First of all, much thanks to Liz, Tinheart, Steve, and NTodd, for their warm welcomes back on the occasion of my finally posting something, after a silence of over three months. See the comments to my post of yesterday.

Not knowing how these things work, I didn't expect my reappearance to be noticed for at least a week, or till I commented on someone else's weblog, which I haven't done yet.

Everything is taking me some time. For a short while Blogger wouldn't even let me post on my own weblog, because I had forgotten not only my password but also my user name, and I had to send them an email to find out.

I stopped weblogging back in July, two days in fact after my latest birthday, to give myself a rest and also to break the tyranny of posting something every day, a regime that I had managed to follow faithfully ever since starting the weblog. But then the inevitable happened. It got too comfortable not writing something the next day, too, and the day after that, and so forth. And in the meantime other things happened, including the onset of another burning interest, something I had been wanting to do for nearly 25 years and having to do with the still unfinished state of my house, the one pictured in the endbar.

Anyway, I'm glad to see you all still waging the good struggle as vigorously as ever, and undaunted.

(Meanwhile Tinheart, while you may not have been aware of me, I was always well aware of you and your excellent points of view. You, like so many other worthies, first drew attention on Ntodd's site.)

Saturday, November 06, 2004

Alack and Alas

Although the election just concluded has clouds hanging over it much like the one four years ago, what with questions of chads, provisional ballots, "spoilage," and the like in the voting in Ohio, along with the fact that evil doings had been anticipated there for a long time, once again far too many Americans voted for the Republican hoodlums.

Taken together, all these victories for the Republicans amount to one huge loss not only for the U.S. but also for the world at large, and it's yet another act committed in the long story of humans' inhumanity to humans.

It's impossible for me to understand how anyone living in the Bush states -- I live in one of them -- can be proud of being an American at this moment.

Oh, well. I can't say that I'm not used to seeing this seemingly inexorable slide of the country closer to the black pit of which Abu Ghraib is the truest symbol. In my lifetime it's happened often, ever since the Eisenhower days.

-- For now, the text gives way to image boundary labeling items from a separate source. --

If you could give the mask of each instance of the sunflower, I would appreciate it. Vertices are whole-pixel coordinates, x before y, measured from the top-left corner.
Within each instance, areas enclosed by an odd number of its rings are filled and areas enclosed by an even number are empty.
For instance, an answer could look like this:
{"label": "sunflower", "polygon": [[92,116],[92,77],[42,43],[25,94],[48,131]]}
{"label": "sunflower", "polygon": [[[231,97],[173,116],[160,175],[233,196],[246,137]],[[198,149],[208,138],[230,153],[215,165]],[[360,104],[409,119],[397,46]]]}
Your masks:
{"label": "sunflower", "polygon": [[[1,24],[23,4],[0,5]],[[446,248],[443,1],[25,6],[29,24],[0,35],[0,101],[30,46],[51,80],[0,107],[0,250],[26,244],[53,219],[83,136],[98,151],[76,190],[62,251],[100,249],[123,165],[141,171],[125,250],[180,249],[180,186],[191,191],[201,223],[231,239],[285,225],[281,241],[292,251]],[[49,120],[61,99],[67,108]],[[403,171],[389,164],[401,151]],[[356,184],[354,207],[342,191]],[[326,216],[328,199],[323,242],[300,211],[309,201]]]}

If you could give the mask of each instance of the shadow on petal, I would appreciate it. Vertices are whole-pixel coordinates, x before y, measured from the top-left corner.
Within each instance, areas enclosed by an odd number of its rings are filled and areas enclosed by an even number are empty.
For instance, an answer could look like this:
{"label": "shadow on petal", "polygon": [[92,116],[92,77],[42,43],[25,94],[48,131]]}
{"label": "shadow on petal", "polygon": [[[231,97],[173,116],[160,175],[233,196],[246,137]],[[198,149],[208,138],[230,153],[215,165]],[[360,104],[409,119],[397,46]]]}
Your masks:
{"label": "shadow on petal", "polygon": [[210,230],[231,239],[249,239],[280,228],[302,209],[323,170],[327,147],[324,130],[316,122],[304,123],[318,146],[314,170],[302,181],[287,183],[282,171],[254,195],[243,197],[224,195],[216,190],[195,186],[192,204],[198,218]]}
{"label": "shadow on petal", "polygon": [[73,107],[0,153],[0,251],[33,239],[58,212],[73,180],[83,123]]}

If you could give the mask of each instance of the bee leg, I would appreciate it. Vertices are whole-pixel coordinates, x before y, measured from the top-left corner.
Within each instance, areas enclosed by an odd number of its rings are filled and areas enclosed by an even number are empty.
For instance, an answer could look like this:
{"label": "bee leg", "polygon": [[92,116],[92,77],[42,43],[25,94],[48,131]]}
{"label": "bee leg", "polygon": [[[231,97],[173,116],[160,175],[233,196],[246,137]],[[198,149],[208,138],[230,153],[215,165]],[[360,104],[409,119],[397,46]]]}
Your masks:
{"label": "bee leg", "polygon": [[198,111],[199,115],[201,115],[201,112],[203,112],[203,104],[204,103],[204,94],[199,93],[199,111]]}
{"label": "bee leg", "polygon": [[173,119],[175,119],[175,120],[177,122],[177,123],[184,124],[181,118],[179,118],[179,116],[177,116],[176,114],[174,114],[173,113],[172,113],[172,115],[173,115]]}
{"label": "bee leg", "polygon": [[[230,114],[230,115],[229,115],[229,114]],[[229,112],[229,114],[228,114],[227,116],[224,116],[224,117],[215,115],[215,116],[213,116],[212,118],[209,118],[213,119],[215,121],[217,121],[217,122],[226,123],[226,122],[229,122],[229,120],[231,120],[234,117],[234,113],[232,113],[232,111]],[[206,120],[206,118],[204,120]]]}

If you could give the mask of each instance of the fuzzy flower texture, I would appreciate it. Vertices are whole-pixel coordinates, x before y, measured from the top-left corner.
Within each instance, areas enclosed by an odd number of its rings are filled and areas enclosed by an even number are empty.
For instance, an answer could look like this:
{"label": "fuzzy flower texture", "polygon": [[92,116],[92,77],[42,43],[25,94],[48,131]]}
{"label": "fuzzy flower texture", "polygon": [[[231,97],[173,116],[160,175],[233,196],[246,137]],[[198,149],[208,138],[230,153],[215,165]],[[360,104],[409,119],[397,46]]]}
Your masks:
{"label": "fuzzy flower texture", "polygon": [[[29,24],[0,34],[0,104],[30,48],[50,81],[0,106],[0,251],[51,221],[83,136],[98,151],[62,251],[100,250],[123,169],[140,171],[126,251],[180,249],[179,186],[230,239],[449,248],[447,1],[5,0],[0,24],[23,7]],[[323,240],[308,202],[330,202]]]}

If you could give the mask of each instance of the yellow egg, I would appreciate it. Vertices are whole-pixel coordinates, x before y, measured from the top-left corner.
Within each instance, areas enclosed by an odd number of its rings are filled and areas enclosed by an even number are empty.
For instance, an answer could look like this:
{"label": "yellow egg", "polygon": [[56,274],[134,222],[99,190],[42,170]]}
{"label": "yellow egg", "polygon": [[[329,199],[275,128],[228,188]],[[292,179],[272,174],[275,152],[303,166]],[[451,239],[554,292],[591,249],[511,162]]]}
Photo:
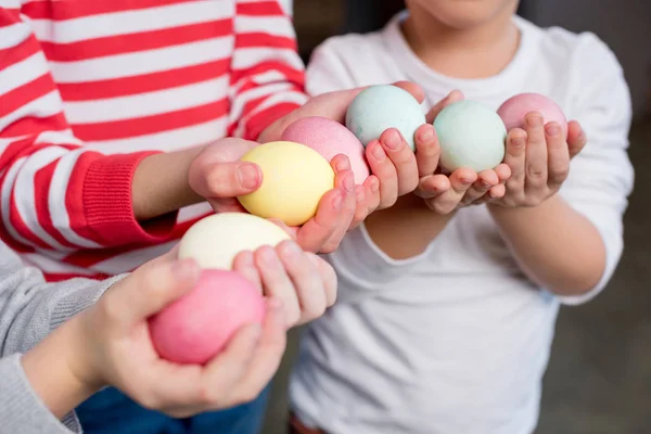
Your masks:
{"label": "yellow egg", "polygon": [[263,170],[263,184],[238,197],[251,214],[301,226],[317,212],[319,201],[334,187],[334,170],[317,151],[299,143],[261,144],[242,157]]}

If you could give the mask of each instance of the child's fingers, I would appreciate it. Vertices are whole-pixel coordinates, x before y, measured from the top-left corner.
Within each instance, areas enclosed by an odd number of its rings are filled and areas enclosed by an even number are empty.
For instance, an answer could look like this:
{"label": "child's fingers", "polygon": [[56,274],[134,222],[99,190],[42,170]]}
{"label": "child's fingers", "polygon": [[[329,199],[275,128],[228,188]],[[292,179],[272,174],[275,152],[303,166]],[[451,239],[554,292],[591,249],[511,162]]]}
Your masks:
{"label": "child's fingers", "polygon": [[301,248],[291,242],[283,242],[277,248],[293,291],[301,305],[301,322],[310,321],[326,311],[326,294],[317,266]]}
{"label": "child's fingers", "polygon": [[350,222],[350,229],[357,228],[368,215],[369,207],[367,205],[366,187],[355,186],[355,216]]}
{"label": "child's fingers", "polygon": [[468,189],[463,195],[462,203],[469,205],[483,197],[493,187],[499,182],[494,170],[483,170],[477,174],[477,180]]}
{"label": "child's fingers", "polygon": [[328,264],[326,260],[315,255],[314,253],[308,253],[307,257],[317,267],[319,276],[321,277],[321,282],[323,283],[324,288],[326,304],[328,305],[328,307],[330,307],[336,301],[336,272],[330,264]]}
{"label": "child's fingers", "polygon": [[146,264],[101,298],[107,324],[127,330],[190,292],[201,270],[193,259]]}
{"label": "child's fingers", "polygon": [[264,294],[281,301],[285,310],[288,327],[295,324],[301,319],[301,305],[294,284],[290,280],[276,250],[270,246],[261,246],[255,251],[254,260],[260,273]]}
{"label": "child's fingers", "polygon": [[505,164],[505,163],[498,164],[494,170],[497,174],[497,178],[499,179],[499,182],[501,182],[501,183],[506,182],[511,177],[511,168],[509,167],[508,164]]}
{"label": "child's fingers", "polygon": [[509,192],[518,194],[524,194],[526,140],[526,132],[520,128],[512,129],[507,137],[505,164],[510,167],[511,177],[506,184]]}
{"label": "child's fingers", "polygon": [[532,112],[525,116],[527,142],[525,149],[525,190],[536,191],[547,184],[547,143],[542,115]]}
{"label": "child's fingers", "polygon": [[450,189],[450,180],[445,175],[430,175],[420,179],[414,194],[422,199],[436,197]]}
{"label": "child's fingers", "polygon": [[[243,378],[234,384],[234,404],[248,403],[255,399],[273,378],[285,350],[285,317],[282,303],[270,299],[267,304],[267,316],[263,324],[263,334],[255,348],[252,362]],[[216,366],[215,369],[218,369]]]}
{"label": "child's fingers", "polygon": [[570,173],[570,150],[563,137],[563,129],[558,123],[551,122],[545,126],[545,138],[549,174],[547,184],[551,189],[557,189],[565,181]]}
{"label": "child's fingers", "polygon": [[321,253],[331,253],[336,250],[342,239],[348,231],[350,222],[355,218],[356,195],[355,195],[355,176],[350,169],[348,157],[343,154],[332,158],[332,166],[337,174],[335,187],[341,187],[345,191],[344,205],[340,213],[336,227],[328,241],[320,248]]}
{"label": "child's fingers", "polygon": [[257,268],[255,268],[253,252],[240,252],[233,259],[233,271],[239,272],[244,279],[256,285],[260,293],[263,292],[263,281]]}
{"label": "child's fingers", "polygon": [[416,141],[416,163],[418,165],[418,175],[423,177],[432,175],[438,166],[441,148],[436,140],[436,132],[431,124],[421,125],[414,135]]}
{"label": "child's fingers", "polygon": [[332,189],[321,197],[317,214],[296,233],[296,242],[303,250],[308,252],[321,250],[337,228],[345,200],[346,192],[342,188]]}
{"label": "child's fingers", "polygon": [[441,111],[443,108],[450,105],[451,103],[455,103],[455,102],[458,102],[461,100],[463,100],[463,93],[461,93],[460,90],[452,90],[450,93],[448,93],[448,95],[446,98],[438,101],[438,103],[436,103],[436,105],[434,105],[430,110],[430,112],[425,115],[425,119],[427,120],[429,124],[432,124],[434,122],[434,119],[436,119],[436,116],[438,116],[438,113],[441,113]]}
{"label": "child's fingers", "polygon": [[438,197],[429,200],[430,206],[437,214],[449,214],[459,206],[465,192],[477,180],[477,174],[468,168],[457,169],[450,175],[450,189]]}
{"label": "child's fingers", "polygon": [[570,158],[574,158],[587,144],[588,138],[582,126],[576,120],[567,124],[567,146],[570,148]]}
{"label": "child's fingers", "polygon": [[366,149],[371,171],[380,181],[380,204],[378,208],[388,208],[398,200],[398,174],[396,167],[384,152],[379,140],[372,140]]}
{"label": "child's fingers", "polygon": [[229,395],[248,373],[265,332],[260,324],[241,328],[231,337],[226,349],[205,367],[199,388],[200,401],[205,407],[222,408],[239,404],[233,403]]}
{"label": "child's fingers", "polygon": [[396,168],[398,196],[413,191],[418,186],[419,178],[416,154],[403,135],[397,129],[390,128],[380,136],[380,143]]}

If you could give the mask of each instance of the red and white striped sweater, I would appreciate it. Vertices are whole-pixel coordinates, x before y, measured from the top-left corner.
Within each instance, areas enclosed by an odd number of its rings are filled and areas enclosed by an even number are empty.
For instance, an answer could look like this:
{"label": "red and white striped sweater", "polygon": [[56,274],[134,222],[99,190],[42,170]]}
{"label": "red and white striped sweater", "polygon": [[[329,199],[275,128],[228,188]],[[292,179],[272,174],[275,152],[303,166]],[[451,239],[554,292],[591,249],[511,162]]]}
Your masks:
{"label": "red and white striped sweater", "polygon": [[139,225],[138,163],[255,140],[303,73],[278,1],[0,0],[0,237],[50,280],[136,268],[210,210]]}

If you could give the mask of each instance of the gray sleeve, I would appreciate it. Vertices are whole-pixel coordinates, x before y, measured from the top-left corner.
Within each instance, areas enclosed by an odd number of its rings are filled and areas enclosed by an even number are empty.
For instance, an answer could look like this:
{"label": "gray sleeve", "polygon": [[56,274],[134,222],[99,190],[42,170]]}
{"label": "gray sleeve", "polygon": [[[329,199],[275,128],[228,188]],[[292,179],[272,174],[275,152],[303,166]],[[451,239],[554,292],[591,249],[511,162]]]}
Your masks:
{"label": "gray sleeve", "polygon": [[21,355],[0,358],[0,432],[21,434],[80,433],[74,413],[59,420],[31,388],[21,365]]}
{"label": "gray sleeve", "polygon": [[119,277],[46,283],[0,243],[0,357],[25,353],[52,330],[92,305]]}

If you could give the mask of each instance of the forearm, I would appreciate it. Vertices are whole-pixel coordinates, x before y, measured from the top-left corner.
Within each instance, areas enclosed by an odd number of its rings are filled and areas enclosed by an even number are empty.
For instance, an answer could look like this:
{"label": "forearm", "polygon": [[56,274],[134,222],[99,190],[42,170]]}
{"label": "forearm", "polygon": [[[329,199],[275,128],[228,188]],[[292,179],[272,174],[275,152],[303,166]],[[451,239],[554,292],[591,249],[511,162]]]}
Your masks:
{"label": "forearm", "polygon": [[454,214],[433,213],[422,199],[407,194],[391,208],[371,214],[365,221],[369,235],[393,259],[422,254],[445,229]]}
{"label": "forearm", "polygon": [[136,168],[131,184],[133,215],[139,221],[203,202],[188,182],[188,170],[203,146],[150,155]]}
{"label": "forearm", "polygon": [[535,207],[489,209],[511,253],[536,283],[558,295],[578,295],[601,279],[601,235],[558,194]]}
{"label": "forearm", "polygon": [[82,354],[72,327],[74,321],[54,331],[21,361],[31,388],[56,419],[68,414],[99,390],[99,385],[84,384],[71,369],[71,360]]}

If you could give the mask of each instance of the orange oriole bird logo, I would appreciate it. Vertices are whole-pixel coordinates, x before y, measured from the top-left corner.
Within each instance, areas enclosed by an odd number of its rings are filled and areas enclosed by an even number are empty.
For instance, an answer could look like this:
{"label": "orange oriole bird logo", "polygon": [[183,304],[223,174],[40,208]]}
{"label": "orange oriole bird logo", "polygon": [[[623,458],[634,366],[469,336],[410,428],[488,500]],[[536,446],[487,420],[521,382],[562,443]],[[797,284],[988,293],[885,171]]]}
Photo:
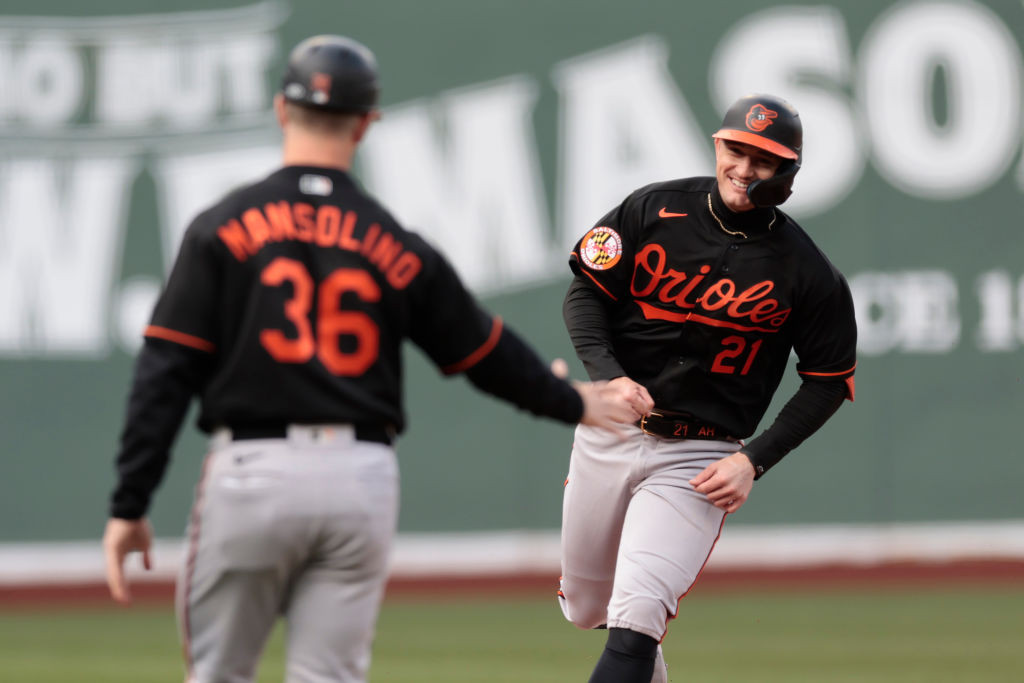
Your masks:
{"label": "orange oriole bird logo", "polygon": [[778,118],[778,112],[772,112],[764,104],[755,104],[746,113],[746,127],[760,133],[762,130],[772,125],[772,119]]}

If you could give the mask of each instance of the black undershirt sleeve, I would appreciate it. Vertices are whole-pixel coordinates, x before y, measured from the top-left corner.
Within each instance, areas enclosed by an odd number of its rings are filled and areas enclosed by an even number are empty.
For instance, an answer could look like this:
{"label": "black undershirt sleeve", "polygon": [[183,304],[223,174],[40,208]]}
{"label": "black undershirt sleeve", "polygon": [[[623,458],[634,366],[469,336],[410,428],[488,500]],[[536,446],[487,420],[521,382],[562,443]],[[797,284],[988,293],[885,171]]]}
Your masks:
{"label": "black undershirt sleeve", "polygon": [[755,479],[782,460],[830,418],[847,396],[846,382],[805,380],[775,422],[740,449],[754,465]]}
{"label": "black undershirt sleeve", "polygon": [[171,445],[212,358],[205,351],[146,338],[135,360],[121,433],[112,517],[138,519],[145,515],[167,469]]}
{"label": "black undershirt sleeve", "polygon": [[534,415],[574,424],[583,418],[583,398],[557,377],[522,339],[508,327],[498,344],[466,377],[481,391],[529,411]]}
{"label": "black undershirt sleeve", "polygon": [[569,339],[587,374],[595,382],[626,375],[615,359],[606,306],[601,295],[580,276],[572,280],[562,303],[562,317]]}

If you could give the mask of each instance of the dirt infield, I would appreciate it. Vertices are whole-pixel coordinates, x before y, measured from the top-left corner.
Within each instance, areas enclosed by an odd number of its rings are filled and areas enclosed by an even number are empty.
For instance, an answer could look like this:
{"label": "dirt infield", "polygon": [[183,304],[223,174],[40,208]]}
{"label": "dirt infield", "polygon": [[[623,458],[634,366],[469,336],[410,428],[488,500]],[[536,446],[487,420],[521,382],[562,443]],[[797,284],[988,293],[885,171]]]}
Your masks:
{"label": "dirt infield", "polygon": [[[694,592],[808,591],[893,588],[941,590],[952,586],[1005,586],[1024,582],[1024,560],[971,560],[959,562],[901,562],[870,566],[823,565],[806,568],[709,569]],[[502,594],[554,592],[558,577],[550,573],[488,574],[476,577],[395,578],[388,583],[388,598],[431,599],[495,597]],[[140,603],[169,603],[174,597],[170,582],[136,583]],[[0,609],[63,608],[109,603],[106,587],[99,583],[0,587]]]}

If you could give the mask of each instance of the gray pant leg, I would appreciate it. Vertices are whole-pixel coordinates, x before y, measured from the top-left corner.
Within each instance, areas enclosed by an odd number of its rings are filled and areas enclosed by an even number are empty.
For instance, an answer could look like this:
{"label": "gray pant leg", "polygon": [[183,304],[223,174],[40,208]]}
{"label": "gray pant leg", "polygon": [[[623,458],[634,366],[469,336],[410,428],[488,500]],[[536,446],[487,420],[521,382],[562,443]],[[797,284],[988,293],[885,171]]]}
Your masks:
{"label": "gray pant leg", "polygon": [[397,466],[384,449],[358,444],[345,480],[322,482],[336,523],[297,578],[285,613],[289,683],[367,680],[398,516]]}

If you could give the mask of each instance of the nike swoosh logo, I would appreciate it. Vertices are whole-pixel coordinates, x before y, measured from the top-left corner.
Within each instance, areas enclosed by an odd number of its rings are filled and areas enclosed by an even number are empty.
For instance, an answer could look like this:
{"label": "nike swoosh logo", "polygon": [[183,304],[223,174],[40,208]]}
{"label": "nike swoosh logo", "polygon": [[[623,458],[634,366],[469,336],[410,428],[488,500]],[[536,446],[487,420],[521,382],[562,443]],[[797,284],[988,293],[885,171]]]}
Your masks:
{"label": "nike swoosh logo", "polygon": [[681,217],[685,216],[686,214],[685,213],[672,213],[671,211],[669,211],[669,207],[664,206],[664,207],[662,207],[662,210],[657,212],[657,215],[660,216],[662,218],[681,218]]}

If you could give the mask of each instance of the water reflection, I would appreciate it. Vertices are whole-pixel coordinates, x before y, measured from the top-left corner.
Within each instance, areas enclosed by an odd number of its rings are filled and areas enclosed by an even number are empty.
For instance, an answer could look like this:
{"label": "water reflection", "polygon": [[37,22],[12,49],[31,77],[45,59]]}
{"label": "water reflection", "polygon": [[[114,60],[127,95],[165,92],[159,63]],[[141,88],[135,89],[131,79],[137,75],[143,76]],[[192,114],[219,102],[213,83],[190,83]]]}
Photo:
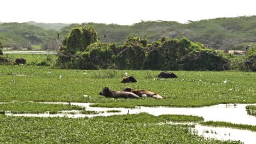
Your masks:
{"label": "water reflection", "polygon": [[204,126],[199,124],[195,125],[195,129],[199,135],[202,135],[206,139],[240,140],[245,144],[255,143],[256,142],[256,132],[247,130]]}
{"label": "water reflection", "polygon": [[[64,104],[67,103],[61,102],[42,102],[45,104]],[[203,117],[205,121],[223,121],[237,124],[249,124],[256,125],[256,117],[247,114],[245,107],[246,104],[219,104],[211,106],[203,106],[200,107],[149,107],[145,106],[138,106],[136,109],[128,108],[107,108],[100,107],[91,107],[91,103],[71,103],[71,105],[79,105],[86,107],[86,110],[103,111],[104,112],[97,115],[80,114],[78,112],[76,114],[59,113],[50,115],[46,113],[44,114],[15,114],[9,113],[7,115],[13,116],[38,116],[38,117],[92,117],[97,116],[108,116],[114,115],[125,115],[129,110],[130,114],[137,114],[141,112],[147,112],[154,116],[161,115],[193,115]],[[109,110],[120,110],[120,112],[107,112]],[[68,111],[63,111],[64,113]],[[72,112],[72,111],[71,111]],[[75,113],[73,111],[73,113]]]}

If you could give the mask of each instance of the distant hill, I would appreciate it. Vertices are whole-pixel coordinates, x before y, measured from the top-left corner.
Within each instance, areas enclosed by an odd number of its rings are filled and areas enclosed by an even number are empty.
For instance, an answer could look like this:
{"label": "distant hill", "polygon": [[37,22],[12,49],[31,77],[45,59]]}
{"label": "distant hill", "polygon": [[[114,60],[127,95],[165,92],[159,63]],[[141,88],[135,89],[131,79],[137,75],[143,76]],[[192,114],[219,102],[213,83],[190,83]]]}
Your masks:
{"label": "distant hill", "polygon": [[27,23],[0,23],[0,41],[4,47],[26,47],[40,45],[57,36],[57,31],[46,30]]}
{"label": "distant hill", "polygon": [[37,23],[34,21],[28,21],[26,23],[40,27],[45,29],[54,29],[56,31],[59,31],[62,28],[69,25],[69,24],[63,23]]}
{"label": "distant hill", "polygon": [[[101,41],[115,42],[117,45],[123,44],[129,35],[132,35],[147,39],[149,42],[156,41],[162,37],[179,39],[185,37],[193,41],[216,49],[244,50],[251,44],[256,47],[256,16],[189,21],[187,23],[142,21],[131,26],[91,22],[70,25],[32,21],[28,23],[31,25],[0,23],[0,40],[5,46],[26,45],[28,43],[40,44],[49,38],[56,38],[58,32],[60,37],[64,38],[73,27],[86,25],[95,28]],[[25,32],[29,32],[29,34]]]}
{"label": "distant hill", "polygon": [[[188,23],[173,21],[142,21],[131,26],[115,24],[84,23],[98,33],[101,41],[116,42],[123,44],[128,35],[139,37],[155,41],[162,37],[170,38],[183,37],[193,41],[203,44],[208,47],[219,49],[245,49],[252,43],[256,46],[256,16],[217,18],[199,21],[189,21]],[[61,29],[62,35],[66,35],[74,26],[72,24]],[[104,35],[106,37],[105,37]]]}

The U.S. has a huge problem, in harboring so many voters with enough meanness of spirit that they continually tolerate and choose these Repubs. But in the general euphoria of being the "lone superpower," they are completely unaware of this.

Maybe the much smaller stage occupied by the Greek tragedians several millennia ago allowed them to see such a thing more easily and clearly. They made a big point of showing how this malady developes, and they gave it a name -- "overweening pride" or "hubris." It had -- and has -- a high degree of fatality.